In many cases when you don’t want to have the assignment and copy constructor at all, just add to your class something like:

class CFoo
{
    .............................
private:
    // Prohibit default initialization and assignment
    CFooClass(const CFooClass&);
    CFooClass& operator=(const CFooClass&);
};

Constructible (non-POD) static objects

Avoid having global and static constructible objects such as static const string s_MyStringFoo(“foo”);. There are issues with the order of their construction and destruction (especially in case of DLLs) as well as a lack of MT-safety on some platforms. If you absolutely have to have a static constructible object – the C++ Toolkit has a special class CSafeStatic to manage such cases. It provides MT-safe construction as well as a lifespan management (relative to the other objects created using CSafeStatic approach).

Do Not Mix malloc and new

On some platforms, malloc and new may use completely different memory managers, so never “free()” what you created using “new” and never “delete” what you created using “malloc()”. Also, when calling C code from C++ always allocate any structs or other items using “malloc()”. The C routine may use “realloc()” or “free()” on the items, which can cause memory corruption if you allocated using “new”.

Do Not Use C-Style Cast “(T)v” and Functional Cast “T(v)”

Instead, use: static_cast<T>(v) if possible; dynamic_cast<T>(v) where fitting; reinterpret_cast<T>(v) if necessary; const_cast<T>(v) if… well, almost never.
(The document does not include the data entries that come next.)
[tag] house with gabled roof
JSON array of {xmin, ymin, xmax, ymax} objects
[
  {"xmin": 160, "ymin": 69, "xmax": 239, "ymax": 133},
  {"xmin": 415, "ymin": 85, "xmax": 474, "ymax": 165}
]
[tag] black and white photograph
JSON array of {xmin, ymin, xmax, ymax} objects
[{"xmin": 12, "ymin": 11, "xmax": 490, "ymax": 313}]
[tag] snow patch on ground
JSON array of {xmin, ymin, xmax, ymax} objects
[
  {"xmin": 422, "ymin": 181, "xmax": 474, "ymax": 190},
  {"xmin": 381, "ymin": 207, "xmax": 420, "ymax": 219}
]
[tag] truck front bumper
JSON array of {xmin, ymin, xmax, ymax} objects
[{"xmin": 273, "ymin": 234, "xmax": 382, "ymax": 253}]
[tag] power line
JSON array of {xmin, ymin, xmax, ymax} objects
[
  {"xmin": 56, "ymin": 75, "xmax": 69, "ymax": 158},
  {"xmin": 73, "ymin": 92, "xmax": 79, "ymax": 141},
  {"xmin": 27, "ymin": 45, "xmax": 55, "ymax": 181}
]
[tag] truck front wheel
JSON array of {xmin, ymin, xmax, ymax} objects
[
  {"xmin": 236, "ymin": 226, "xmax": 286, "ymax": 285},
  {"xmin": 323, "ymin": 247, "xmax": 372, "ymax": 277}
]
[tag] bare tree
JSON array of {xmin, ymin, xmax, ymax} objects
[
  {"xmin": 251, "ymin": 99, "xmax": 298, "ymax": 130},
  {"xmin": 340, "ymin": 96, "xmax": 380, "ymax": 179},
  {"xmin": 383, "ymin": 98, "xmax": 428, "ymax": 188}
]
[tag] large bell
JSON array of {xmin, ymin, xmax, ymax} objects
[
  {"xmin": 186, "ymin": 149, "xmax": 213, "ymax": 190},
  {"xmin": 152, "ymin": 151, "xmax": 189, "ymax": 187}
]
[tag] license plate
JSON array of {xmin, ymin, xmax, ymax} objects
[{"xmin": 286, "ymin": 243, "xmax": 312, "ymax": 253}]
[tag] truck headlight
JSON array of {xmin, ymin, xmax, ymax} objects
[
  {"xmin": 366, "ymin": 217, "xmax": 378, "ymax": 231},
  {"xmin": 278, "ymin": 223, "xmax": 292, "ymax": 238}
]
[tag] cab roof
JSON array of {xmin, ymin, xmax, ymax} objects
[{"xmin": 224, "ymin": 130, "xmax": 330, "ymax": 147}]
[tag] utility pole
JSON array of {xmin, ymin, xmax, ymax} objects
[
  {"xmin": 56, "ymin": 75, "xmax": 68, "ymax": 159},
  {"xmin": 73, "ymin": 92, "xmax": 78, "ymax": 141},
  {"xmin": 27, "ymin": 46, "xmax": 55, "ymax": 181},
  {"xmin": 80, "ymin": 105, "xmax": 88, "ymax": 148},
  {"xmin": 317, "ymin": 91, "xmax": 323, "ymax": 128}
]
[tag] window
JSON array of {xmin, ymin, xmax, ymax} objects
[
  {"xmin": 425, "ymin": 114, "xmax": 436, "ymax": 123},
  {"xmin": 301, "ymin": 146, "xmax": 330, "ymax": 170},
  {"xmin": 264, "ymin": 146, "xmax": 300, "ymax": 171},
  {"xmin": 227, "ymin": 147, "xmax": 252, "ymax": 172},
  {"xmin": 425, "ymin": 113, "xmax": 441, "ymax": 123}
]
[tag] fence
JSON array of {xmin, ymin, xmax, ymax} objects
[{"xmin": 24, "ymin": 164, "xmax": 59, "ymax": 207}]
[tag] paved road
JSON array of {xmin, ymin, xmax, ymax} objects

This is because C-style and functional casts are: too strong (indiscriminate); don’t catch casting errors; very hard to spot in the code.

Miscellaneous Gotchas

It is beyond the scope of this document to discuss all C++ gotchas, but this section mentions some important ones:

  • Avoid std::endl when possible.

    Indiscriminate use of ncbi::NcbiEndl or std::endl may lead to very serious problems.

    One problem caused by std::endl is a potentially huge performance hit when writing to disk or socket. Another problem is that flushing a compressed stream can short-circuit the compression algorithm, thereby resulting in decreased compression.

    Therefore, unless there’s a need to flush, just use \n instead of ncbi::NcbiEndl or std::endl.

  • Other topics to be aware of:

    • line separator characters on Unix, Windows, and Mac

    • \r and \n on binary vs. text streams (especially when dealing with HTTP and other protocols)

    • character sets (e.g. Unicode) vs. encodings (e.g. UTF-8)

    • char vs. w_char and '\n' vs. L'\n'

    • flushing vs. physical writing - flush (manipulator), fflush(), sync(), disk write-cache, I/O performance, etc.

    • iostream buffering (cin/cout/cerr/clog including tie() and unitbuf)

For more information, see the C++ Draft Standard, or search related topics on the internet.

Source Code Repositories

The following Subversion repositories have been set up for general use within NCBI:

Repository Purpose
toolkit C++ Toolkit (core and internal) development
gbench GUI / GBENCH
staff individuals’ projects (not parts of any official projects)
archive releases and deployment packages
misc_projects projects not falling into any of the other categories

Note for NCBI developers: Using these repositories has the additional advantages that they are:

  • backed up;

  • partially included in automated builds and tests (along with reporting via email and on the intranet) on multiple platforms and compiler configurations; and

  • integrated with JIRA and FishEye.

Testing

Within NCBI, tests (including unit tests) can be incorporated into the nightly automated testsuite by using the CHECK_CMD macro in the makefile. All testsuite results are available on the testsuite web page. Users can also be automatically emailed with build and/or test results if they are listed in the WATCHERS makefile macro.

Unit testing using the Boost Unit Test Framework is strongly encouraged for libraries. Please see the chapter on Using the Boost Unit Test Framework for more information.

Applications should also be tested, and shell scripts are often convenient for this purpose.

Data files used for testing purposes should be checked into SVN with the source code unless they are very large.